The bears prefer ice but also use islands and shorelines to move about the Arctic.

An Arctic region of Russian Federation has declared a state of emergency over a polar bear "invasion" which has left people "afraid to go outside".

"People are scared, afraid to leave the house, their daily activities are disrupted, parents are afraid to let their children go to schools", Alexander Minaev, deputy head of the local administration, said in a translated press release.

There are consistently between five to 10 polar bears in the town. It's not uncommon to see polar bears near the area's southern coasts, where they regularly converge in winter for seasonal seal hunts, according to Russia's state-run news site TASS.

'There are cases of aggressive behaviour of wild animals - attacks on people, penetration into residential and office buildings.

The worrying migration of bears began late a year ago when the animals started to flock to the settlements of Novaya Zemlya en masse, seeking food at local dumps and harassing residents and their pets.

That has left 52 bears free to cluster around Belushya Guba, according to a statement from the Arkhangelsk regional government, which oversees the archipelago. The appended video shows the bears at the dump and in town.

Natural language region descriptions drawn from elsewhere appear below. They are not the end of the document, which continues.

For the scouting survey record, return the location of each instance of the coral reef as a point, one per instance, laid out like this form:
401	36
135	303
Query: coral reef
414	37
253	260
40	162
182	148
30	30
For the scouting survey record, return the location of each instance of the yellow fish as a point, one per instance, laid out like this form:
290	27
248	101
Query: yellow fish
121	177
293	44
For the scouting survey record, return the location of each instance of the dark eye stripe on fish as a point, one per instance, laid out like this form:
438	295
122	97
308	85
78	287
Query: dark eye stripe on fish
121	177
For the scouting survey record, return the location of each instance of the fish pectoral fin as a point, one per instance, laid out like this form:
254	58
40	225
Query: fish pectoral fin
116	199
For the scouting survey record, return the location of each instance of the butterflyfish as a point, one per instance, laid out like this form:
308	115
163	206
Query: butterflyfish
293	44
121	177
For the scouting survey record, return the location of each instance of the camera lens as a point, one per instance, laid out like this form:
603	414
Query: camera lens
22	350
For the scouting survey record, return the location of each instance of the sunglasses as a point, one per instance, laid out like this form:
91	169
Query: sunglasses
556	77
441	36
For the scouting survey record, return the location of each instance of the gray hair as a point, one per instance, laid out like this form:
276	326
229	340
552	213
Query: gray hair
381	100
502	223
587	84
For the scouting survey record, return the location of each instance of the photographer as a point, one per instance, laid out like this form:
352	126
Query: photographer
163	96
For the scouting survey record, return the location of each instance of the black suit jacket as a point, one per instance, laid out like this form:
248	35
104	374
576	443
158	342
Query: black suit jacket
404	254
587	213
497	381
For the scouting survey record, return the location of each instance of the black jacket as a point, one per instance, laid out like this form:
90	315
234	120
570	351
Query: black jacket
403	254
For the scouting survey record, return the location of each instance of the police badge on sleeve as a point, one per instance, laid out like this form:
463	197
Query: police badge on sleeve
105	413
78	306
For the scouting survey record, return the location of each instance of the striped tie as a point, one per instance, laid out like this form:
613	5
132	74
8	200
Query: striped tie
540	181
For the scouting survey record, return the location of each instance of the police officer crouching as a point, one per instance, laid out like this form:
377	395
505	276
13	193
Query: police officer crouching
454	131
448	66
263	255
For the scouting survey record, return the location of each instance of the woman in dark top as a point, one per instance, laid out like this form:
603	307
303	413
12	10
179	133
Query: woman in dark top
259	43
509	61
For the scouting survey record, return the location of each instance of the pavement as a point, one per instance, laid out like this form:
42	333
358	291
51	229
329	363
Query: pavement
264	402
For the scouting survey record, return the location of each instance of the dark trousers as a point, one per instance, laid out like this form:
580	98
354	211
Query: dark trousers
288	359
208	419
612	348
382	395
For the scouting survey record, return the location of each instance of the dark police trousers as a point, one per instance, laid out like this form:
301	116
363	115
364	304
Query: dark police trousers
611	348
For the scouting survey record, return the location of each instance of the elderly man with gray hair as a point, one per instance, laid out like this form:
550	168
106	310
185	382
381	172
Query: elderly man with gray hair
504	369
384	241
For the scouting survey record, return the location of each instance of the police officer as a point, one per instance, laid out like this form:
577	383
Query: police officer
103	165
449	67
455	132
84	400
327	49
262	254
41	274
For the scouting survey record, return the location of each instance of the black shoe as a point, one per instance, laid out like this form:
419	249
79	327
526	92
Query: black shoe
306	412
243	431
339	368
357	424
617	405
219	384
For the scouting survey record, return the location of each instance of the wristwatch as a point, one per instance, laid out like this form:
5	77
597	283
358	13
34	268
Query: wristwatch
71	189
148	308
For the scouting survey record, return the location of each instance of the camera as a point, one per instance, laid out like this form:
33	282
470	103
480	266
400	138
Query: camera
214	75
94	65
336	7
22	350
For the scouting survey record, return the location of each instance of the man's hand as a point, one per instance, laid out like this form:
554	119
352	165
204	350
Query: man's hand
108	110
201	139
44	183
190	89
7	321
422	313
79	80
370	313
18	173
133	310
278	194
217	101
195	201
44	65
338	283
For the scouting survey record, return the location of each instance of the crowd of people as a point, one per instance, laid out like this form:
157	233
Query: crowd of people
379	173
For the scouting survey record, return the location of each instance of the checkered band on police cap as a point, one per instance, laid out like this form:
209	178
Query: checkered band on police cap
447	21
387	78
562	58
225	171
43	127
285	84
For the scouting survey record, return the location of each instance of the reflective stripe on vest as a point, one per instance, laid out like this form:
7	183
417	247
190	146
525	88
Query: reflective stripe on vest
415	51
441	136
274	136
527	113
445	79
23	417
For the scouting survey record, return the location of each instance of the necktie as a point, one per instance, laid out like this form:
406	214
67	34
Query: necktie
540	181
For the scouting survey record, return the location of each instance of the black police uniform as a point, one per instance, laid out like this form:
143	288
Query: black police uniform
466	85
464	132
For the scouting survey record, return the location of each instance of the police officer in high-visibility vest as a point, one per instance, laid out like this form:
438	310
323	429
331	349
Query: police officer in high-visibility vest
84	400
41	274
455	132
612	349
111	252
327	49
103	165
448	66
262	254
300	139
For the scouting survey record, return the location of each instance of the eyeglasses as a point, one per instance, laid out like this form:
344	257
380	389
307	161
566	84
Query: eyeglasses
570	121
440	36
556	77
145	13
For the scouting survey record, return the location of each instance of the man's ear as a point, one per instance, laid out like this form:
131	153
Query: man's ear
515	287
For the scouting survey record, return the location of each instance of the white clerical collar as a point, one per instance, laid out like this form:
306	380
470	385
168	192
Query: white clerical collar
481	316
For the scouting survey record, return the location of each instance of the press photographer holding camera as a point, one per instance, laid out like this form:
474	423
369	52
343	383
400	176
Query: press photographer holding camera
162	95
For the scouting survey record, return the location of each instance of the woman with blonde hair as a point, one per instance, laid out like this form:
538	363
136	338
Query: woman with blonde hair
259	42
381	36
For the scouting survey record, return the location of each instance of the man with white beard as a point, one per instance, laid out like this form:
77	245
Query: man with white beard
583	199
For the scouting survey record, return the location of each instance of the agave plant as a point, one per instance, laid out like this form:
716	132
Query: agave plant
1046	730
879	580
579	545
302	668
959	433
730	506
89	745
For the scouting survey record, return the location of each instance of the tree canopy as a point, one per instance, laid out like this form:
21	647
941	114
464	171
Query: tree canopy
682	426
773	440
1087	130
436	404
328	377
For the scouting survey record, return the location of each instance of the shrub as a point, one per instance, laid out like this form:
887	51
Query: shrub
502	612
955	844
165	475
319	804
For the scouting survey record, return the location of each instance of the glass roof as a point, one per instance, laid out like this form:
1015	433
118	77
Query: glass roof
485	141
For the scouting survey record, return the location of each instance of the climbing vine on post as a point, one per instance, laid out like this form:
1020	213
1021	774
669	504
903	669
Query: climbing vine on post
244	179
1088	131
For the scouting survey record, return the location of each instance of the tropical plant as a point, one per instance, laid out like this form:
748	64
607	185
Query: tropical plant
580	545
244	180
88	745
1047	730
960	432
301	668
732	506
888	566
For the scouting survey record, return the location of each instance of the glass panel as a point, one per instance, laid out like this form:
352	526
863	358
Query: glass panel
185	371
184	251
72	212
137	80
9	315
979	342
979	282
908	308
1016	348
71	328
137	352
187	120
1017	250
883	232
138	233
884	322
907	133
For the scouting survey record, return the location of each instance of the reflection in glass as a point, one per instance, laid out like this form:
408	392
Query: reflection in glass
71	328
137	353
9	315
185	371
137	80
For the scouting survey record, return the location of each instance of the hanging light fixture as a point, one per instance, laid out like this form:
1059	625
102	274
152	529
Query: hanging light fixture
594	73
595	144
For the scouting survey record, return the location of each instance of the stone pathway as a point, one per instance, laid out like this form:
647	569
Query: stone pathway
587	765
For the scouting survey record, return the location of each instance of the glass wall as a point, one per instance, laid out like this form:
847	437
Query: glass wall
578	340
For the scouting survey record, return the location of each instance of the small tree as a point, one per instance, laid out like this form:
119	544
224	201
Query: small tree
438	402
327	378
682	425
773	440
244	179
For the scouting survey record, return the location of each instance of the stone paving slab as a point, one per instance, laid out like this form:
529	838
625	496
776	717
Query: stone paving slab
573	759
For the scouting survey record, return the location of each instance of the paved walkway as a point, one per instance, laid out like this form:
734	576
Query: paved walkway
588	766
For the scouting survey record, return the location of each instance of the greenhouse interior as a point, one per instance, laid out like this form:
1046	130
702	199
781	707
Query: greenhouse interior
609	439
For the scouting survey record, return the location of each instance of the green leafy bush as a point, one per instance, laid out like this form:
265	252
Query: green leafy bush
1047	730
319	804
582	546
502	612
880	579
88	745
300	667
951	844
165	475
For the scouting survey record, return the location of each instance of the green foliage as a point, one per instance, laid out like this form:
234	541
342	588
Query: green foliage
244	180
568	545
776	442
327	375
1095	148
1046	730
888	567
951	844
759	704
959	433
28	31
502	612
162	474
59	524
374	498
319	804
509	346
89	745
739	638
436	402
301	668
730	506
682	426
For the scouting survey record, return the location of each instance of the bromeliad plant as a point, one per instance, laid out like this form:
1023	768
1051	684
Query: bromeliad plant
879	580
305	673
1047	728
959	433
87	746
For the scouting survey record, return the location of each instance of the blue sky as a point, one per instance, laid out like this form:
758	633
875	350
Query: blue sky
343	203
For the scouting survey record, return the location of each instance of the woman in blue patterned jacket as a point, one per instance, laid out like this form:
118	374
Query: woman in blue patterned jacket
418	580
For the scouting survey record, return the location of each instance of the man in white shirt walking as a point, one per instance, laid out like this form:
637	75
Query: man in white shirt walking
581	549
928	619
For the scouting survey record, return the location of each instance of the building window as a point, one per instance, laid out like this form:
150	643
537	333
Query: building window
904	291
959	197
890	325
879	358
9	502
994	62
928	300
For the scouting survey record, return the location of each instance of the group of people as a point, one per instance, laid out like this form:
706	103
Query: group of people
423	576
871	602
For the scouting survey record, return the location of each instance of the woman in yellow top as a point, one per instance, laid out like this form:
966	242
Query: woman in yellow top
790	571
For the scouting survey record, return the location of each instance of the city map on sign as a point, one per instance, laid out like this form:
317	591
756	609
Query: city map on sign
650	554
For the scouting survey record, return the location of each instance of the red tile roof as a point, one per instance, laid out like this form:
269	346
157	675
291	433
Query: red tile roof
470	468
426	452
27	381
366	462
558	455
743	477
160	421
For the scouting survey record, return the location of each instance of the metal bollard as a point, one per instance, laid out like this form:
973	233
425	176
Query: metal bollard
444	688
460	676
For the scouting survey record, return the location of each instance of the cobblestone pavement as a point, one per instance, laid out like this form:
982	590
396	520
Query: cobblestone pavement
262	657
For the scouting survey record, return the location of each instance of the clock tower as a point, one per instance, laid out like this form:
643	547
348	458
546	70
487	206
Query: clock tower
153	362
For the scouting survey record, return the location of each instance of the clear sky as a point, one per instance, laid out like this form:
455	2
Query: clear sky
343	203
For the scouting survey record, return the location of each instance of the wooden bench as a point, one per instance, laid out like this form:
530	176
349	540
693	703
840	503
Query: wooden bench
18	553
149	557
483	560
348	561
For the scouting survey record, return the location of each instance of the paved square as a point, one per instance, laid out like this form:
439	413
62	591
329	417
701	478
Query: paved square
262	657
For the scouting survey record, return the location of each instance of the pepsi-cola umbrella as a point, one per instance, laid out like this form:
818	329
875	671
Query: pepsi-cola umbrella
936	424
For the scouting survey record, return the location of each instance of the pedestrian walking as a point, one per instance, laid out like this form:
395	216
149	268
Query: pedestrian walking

"With Arctic sea ice diminishing as a result of climate change, polar bears are forced to change their hunting habits and spend more time on land looking for food", a BBC reporter wrote, "which potentially puts them in conflict with humans". The sea ice shifts often and is affected by a range of factors.

With the animals encircling the village, authorities have taken a number of safety measures, such as securing a local school with fencing, while military personnel are traveling to their posts at a nearby base in "special vehicles". "The bear is a curious animal, and it will smell the human food", Mordvintsev said.

Another local official, Zhigansha Musin, said he has has been on the island since 1983 and never seen such a large influx of the beasts. "This is an anthropogenic problem".